Abel Cedeno, 18, was initially charged with murder in the gruesome Sept. 27 killing of 15-year-old Matthew McCree at the Assembly School for Wildlife Conservation.
The grand jury’s decision to go for a lesser charge was announced only hours after a contentious Bronx court hearing where the mothers of both victim and suspect defended their sons.
In an interview published in Gay City News, Cedeno claimed he was defending himself from repeated punches from McCree.
“I was trying to get him off me,” Cedeno said. “I was afraid for my life.”
Additional counts — including murder — remained possible against Cedeno as the panel continues its probe of the city’s first school killing since 1993.
Defense lawyers moved quickly to get Cedeno’s bail set at $500,000 on the lesser charge.
The suspect was jailed immediately after his arrest in the stabbing, which took place before a terrified history class filled with fellow students and a pair of teachers at the Bronx school.
Cops later said he had no history with the slain McCree.
Cedeno, for the second straight time, opted not to appear in a Bronx courtroom packed to the rafters with family and friends of the defendant and McCree.

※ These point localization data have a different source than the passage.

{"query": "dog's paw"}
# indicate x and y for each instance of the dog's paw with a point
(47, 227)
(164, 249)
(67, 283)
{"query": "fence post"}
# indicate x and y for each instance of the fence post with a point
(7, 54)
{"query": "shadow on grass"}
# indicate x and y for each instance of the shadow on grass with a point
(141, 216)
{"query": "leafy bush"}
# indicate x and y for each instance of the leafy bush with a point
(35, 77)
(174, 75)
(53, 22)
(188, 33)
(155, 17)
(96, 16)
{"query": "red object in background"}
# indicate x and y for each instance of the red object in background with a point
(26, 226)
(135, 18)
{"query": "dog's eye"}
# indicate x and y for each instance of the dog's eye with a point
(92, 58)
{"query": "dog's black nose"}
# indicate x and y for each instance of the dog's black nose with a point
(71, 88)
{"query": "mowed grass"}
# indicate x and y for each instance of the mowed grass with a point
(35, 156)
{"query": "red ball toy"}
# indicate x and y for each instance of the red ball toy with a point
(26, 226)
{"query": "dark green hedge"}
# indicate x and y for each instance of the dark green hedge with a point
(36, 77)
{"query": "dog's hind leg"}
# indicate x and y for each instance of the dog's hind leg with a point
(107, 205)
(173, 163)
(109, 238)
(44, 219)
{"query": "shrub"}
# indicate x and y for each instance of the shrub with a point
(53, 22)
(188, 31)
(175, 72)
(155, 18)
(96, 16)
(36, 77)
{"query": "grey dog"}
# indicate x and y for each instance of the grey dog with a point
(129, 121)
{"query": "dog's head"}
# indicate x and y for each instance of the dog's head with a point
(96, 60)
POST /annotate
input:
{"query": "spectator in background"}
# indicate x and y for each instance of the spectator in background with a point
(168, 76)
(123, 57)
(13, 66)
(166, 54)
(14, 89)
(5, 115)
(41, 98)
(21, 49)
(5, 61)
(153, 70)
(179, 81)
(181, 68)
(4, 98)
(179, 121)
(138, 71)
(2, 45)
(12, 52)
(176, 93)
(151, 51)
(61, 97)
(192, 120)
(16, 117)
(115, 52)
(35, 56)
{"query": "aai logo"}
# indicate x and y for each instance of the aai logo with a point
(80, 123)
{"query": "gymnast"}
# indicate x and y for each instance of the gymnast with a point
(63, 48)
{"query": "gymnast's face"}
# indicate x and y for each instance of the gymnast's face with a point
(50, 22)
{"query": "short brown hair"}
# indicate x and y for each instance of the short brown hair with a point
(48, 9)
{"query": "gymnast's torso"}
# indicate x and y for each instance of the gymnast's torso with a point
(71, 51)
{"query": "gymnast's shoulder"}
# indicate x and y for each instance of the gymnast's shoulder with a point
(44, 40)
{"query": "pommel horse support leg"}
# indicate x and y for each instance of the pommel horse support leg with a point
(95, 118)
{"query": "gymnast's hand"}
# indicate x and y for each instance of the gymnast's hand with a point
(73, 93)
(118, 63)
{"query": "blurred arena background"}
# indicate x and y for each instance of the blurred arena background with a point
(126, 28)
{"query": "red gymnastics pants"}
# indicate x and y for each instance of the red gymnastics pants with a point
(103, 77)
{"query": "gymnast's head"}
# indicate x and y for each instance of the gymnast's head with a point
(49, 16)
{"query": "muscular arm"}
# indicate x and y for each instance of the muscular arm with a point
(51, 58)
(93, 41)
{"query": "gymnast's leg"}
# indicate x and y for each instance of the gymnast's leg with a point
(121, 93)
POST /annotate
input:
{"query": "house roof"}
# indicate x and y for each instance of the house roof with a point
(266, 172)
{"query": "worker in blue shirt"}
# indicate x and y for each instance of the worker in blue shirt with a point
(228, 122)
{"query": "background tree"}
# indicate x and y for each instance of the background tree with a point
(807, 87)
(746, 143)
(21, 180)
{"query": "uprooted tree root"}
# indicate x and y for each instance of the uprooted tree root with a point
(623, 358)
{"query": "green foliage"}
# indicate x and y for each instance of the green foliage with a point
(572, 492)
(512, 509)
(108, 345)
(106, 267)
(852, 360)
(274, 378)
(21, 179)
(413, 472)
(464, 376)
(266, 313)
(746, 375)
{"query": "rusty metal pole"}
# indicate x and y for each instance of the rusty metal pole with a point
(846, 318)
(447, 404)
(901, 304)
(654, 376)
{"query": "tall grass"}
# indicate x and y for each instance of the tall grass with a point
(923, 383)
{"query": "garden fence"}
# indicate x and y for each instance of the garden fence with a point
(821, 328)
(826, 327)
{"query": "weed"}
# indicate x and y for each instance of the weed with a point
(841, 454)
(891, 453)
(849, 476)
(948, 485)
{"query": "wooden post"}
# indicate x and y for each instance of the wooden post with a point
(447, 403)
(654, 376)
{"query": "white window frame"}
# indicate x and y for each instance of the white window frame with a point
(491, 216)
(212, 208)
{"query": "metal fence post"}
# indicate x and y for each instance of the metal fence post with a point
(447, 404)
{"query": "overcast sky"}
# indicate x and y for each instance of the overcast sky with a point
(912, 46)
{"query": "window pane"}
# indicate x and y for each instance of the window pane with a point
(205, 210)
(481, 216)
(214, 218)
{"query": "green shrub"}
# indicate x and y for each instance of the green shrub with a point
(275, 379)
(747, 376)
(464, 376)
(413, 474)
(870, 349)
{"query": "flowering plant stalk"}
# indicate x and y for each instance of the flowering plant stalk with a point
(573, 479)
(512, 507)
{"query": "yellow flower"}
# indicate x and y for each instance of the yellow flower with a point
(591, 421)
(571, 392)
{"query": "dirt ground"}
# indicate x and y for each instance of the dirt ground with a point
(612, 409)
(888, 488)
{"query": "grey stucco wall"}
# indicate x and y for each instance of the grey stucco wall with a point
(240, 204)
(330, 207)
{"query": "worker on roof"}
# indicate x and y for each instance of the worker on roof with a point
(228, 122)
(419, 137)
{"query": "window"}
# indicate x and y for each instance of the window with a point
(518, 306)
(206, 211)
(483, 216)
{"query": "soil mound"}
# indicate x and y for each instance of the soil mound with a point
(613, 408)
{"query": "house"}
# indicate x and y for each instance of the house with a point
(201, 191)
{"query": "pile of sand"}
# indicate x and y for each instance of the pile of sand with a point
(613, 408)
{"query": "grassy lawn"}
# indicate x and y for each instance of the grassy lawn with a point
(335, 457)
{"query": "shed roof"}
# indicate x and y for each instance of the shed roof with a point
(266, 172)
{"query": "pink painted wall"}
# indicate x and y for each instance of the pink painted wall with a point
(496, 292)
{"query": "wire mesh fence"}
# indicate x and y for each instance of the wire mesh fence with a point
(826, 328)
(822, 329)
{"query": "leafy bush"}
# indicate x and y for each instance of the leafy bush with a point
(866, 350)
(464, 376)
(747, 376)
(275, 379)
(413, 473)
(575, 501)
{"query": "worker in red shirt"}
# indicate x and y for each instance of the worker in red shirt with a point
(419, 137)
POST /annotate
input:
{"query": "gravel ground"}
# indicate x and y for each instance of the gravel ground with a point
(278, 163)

Some 20 court officers ringed the room to insure the volatile situation remained calm.
Luz Cedeno, her eyes hidden by sunglasses, insisted her boy Abel was not guilty of murder when he plunged the blade into his classmate during a morning history class.
“My son is innocent,” declared Cedeno, whose teen surrendered quietly after the killing that sent McCree’s friend, Ariane Laboy to the hospital with stab wounds.
The bisexual Cedeno has maintained he was repeatedly abused by school bullies, with lawyers and family friends insisting he finally snapped after anti-gay slurs and other abuse from classmates.
But the mother of McCree was equally emphatic after arriving for the hearing in a blue shirt adorned with her child’s photo.
“Beloved Son” was written above the dates of his birth and death.
“My son was never a bully,” Louna Dennis said after the court session ended. “My son never had words with (Cedeno) in his life!”
Mayor de Blasio, speaking to the Daily News Editorial Board, said the city’s first in-school killing since February 1993 hit him and his wife, Chirlane McCray, hard.
“I was at the wake for this young man, and Chirlane and I were devastated looking at this young man full of promise just lying there,” de Blasio said.